Sponge processing for isolation of culturable bacteria.
Immediately after the sponges were collected, samples were rinsed thoroughly three times with sterile artificial seawater to remove any transient bacteria, algae, or mucus attached to the surface of the sponge. Sponge tissue (1 cm³) was ground in artificial seawater, and 10-fold serial dilutions were plated on Difco marine agar 2216 (BD Biosciences, Franklin Lakes, NJ). The plates were incubated at 30°C for a week. Serial dilutions of water samples were processed similarly for bacterial isolation.

Identification of isolates by 16S rRNA gene sequence analysis.
One representative of each bacterial morphotype was selected from each sample for further purification and sequencing.
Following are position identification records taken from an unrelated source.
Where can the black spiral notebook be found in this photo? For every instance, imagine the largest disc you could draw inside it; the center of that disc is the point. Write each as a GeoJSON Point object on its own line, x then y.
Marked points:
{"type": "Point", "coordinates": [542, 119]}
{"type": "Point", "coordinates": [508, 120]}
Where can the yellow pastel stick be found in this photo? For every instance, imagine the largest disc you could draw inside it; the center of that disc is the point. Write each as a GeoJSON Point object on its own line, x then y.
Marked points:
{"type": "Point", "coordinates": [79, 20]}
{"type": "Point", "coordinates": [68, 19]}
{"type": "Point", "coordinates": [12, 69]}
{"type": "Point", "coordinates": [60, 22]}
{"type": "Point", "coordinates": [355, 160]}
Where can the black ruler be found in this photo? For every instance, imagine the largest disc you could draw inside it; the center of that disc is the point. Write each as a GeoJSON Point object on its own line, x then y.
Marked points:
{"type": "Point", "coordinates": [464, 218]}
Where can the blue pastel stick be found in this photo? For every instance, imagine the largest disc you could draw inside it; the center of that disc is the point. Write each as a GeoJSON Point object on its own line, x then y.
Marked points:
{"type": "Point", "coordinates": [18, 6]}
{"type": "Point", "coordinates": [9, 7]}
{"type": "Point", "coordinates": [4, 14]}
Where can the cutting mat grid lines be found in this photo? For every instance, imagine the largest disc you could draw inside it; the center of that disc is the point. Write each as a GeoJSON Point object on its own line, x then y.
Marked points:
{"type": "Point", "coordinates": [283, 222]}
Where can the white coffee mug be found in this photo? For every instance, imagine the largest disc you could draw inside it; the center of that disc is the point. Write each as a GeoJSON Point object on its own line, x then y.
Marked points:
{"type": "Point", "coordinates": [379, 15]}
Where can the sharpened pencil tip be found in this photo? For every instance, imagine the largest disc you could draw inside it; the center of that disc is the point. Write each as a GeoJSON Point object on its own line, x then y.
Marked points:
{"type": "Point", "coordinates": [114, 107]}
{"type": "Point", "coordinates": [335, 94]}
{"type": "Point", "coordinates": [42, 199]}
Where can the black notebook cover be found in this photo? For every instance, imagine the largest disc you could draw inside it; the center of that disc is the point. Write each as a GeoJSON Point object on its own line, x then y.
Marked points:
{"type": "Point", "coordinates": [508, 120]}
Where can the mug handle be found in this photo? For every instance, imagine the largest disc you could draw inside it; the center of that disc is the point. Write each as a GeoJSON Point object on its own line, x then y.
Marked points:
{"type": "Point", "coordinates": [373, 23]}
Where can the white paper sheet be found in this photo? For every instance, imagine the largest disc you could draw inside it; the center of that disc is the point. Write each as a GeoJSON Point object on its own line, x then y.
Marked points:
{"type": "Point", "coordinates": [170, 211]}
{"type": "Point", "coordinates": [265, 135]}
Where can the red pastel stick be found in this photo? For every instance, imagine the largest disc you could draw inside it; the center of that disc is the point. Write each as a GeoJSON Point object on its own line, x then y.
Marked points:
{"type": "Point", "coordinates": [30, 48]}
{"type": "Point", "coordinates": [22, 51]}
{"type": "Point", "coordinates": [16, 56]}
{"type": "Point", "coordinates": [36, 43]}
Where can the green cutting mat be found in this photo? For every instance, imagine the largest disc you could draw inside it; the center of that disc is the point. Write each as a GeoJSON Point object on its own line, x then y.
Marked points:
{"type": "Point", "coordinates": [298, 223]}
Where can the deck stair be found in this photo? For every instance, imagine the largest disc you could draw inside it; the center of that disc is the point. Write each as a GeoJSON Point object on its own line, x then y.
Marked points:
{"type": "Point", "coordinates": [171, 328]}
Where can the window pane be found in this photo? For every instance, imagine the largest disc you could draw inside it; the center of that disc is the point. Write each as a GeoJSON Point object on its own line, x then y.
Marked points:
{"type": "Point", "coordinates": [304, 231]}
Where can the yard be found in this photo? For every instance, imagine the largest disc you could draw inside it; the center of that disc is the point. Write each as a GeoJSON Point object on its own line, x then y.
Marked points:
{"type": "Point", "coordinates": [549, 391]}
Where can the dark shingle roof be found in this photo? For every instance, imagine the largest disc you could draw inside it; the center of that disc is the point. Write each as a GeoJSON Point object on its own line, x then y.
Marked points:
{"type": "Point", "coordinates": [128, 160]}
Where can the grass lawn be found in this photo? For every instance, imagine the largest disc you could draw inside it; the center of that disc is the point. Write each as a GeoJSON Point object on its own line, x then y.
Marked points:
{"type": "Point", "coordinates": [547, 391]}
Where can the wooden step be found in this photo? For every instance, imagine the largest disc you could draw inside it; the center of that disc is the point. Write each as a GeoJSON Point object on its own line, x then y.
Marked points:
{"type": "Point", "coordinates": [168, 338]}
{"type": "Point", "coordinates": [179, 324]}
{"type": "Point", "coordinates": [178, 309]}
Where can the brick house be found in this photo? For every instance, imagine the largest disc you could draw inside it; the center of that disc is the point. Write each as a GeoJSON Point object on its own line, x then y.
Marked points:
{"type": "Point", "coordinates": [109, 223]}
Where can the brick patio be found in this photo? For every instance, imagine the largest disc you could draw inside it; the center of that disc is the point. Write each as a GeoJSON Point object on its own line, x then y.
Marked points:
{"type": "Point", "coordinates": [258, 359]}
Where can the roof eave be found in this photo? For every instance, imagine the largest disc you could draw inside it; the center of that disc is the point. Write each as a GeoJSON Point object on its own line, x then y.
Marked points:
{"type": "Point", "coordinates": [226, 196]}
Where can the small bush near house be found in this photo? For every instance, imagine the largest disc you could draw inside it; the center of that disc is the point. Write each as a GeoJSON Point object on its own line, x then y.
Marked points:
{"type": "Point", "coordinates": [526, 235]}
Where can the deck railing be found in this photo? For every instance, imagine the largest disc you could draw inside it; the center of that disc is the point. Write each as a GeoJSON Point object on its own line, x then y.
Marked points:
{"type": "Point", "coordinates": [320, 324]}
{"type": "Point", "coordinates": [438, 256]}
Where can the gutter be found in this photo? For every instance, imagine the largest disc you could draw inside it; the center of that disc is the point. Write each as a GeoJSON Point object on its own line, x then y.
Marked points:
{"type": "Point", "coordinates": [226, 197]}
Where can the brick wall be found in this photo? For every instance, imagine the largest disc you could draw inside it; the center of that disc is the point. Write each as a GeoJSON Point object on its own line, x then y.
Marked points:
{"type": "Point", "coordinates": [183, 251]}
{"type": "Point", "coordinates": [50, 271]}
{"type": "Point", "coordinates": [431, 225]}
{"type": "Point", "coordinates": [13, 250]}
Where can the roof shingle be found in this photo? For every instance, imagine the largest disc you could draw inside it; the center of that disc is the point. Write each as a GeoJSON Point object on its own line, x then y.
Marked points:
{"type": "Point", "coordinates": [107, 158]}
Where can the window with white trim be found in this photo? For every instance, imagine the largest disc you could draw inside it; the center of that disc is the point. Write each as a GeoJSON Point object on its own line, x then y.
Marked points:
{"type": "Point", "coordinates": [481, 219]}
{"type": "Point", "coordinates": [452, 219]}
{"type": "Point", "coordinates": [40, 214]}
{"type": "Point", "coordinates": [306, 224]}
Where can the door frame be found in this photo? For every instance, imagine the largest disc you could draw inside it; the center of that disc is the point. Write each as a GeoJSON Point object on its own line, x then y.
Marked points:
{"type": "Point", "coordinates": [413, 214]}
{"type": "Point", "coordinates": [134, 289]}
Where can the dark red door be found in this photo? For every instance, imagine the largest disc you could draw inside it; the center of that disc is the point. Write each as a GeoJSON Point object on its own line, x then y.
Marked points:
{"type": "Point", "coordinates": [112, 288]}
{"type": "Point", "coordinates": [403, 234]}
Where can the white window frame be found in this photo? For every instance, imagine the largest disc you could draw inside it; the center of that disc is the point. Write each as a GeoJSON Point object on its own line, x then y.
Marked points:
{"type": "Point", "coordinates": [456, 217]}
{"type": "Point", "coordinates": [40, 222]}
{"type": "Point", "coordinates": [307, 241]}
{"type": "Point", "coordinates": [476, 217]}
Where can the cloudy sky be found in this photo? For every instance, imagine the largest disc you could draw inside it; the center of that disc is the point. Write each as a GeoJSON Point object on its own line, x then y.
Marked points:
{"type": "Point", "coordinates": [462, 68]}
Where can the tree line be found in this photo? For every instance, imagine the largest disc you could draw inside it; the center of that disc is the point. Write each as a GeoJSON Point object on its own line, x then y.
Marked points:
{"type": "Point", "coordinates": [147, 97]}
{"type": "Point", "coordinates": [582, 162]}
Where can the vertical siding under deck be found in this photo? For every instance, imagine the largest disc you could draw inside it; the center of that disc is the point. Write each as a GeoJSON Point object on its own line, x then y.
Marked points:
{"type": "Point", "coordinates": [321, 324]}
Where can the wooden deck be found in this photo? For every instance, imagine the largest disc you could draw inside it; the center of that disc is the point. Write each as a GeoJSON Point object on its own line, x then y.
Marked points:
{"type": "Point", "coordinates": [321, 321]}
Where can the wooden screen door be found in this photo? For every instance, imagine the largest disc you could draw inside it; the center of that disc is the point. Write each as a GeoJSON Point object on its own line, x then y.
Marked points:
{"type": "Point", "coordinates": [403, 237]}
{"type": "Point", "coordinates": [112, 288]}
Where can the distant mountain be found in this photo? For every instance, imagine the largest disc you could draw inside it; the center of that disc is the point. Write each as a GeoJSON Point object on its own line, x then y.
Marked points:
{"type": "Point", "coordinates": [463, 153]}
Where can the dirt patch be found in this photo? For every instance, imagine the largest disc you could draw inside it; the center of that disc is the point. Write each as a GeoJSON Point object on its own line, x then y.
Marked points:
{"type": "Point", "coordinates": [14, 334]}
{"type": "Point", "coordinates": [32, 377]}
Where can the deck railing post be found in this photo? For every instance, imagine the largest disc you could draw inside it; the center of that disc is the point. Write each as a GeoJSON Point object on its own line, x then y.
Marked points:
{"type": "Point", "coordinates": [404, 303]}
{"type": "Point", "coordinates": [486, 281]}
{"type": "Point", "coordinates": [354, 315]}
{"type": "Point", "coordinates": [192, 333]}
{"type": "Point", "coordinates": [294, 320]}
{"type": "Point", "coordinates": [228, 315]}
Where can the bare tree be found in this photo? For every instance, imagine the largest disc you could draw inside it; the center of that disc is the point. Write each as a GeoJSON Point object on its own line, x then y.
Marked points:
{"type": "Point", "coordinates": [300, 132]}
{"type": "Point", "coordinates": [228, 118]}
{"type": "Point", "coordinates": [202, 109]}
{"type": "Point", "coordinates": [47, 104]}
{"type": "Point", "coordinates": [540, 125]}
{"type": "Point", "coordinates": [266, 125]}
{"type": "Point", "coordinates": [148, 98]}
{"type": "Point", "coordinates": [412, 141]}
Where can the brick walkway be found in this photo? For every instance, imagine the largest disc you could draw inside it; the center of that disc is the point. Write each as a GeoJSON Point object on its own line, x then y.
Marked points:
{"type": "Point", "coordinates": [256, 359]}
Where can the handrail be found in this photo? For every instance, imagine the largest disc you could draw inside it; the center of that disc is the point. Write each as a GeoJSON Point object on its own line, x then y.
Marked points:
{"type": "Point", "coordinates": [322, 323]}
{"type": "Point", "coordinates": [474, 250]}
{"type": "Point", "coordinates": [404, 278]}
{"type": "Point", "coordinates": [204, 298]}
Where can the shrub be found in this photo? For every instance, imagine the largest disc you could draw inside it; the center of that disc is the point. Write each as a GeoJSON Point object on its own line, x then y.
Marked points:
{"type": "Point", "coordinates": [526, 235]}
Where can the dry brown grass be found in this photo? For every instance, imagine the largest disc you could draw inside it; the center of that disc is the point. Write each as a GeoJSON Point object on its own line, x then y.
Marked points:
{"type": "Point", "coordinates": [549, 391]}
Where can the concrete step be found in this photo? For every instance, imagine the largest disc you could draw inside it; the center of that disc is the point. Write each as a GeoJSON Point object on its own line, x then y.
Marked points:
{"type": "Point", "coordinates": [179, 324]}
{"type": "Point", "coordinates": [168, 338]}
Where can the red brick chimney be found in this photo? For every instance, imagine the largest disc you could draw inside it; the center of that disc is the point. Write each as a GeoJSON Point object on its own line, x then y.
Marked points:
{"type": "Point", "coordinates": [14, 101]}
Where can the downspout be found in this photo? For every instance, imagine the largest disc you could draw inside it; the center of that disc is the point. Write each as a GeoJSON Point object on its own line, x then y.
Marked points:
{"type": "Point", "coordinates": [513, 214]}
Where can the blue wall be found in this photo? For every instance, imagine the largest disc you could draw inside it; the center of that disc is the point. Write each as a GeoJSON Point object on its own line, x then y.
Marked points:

Single pure colonies of each isolate were transferred to 20 ml of marine broth 2216 (BD BioSciences) and incubated overnight at 30°C in a shaking incubator at 100 rpm. DNA was extracted from these isolates by using an Ultra-Clean microbial kit (MoBio Laboratories, Carlsbad, CA). Isolates were stored at –80°C in marine broth 2216 supplemented with 30% glycerol. The 16S rRNA gene was PCR amplified using universal primers 27F and 1492R (26) as described by Enticknap et al. (11).

DNA extraction from sponges and surrounding water samples.
Freeze-dried sponge tissue (1 cm³) was ground using a sterile mortar and pestle. Total genomic DNA was extracted using the method described by Pitcher et al. (47). The protocol was modified for sponge tissues (12). DNA was extracted from the filters obtained from seawater and aquarium water samples using the protocol described by Somerville et al. (56).

Denaturing gradient gel electrophoresis (DGGE) of bacterial communities.
A 195-bp region corresponding to positions 341 and 534 in the 16S rRNA gene of Escherichia coli was PCR amplified from genomic DNA extracted from sponges and water samples using P2 and P3 primers (37). DGGE was performed by using a DCode system (Bio-Rad, Hercules, CA) on a 6% (wt/vol) polyacrylamide gel with a denaturing gradient of 40 to 70% in 1x Tris-acetate-EDTA. Electrophoresis was performed for 17 h at 60 V at 60°C. Gels were stained in a staining bath of Sybr green in 1x Tris-acetate-EDTA and visualized with a Typhoon 9410 image system (Amersham Biosciences, Piscataway, NJ).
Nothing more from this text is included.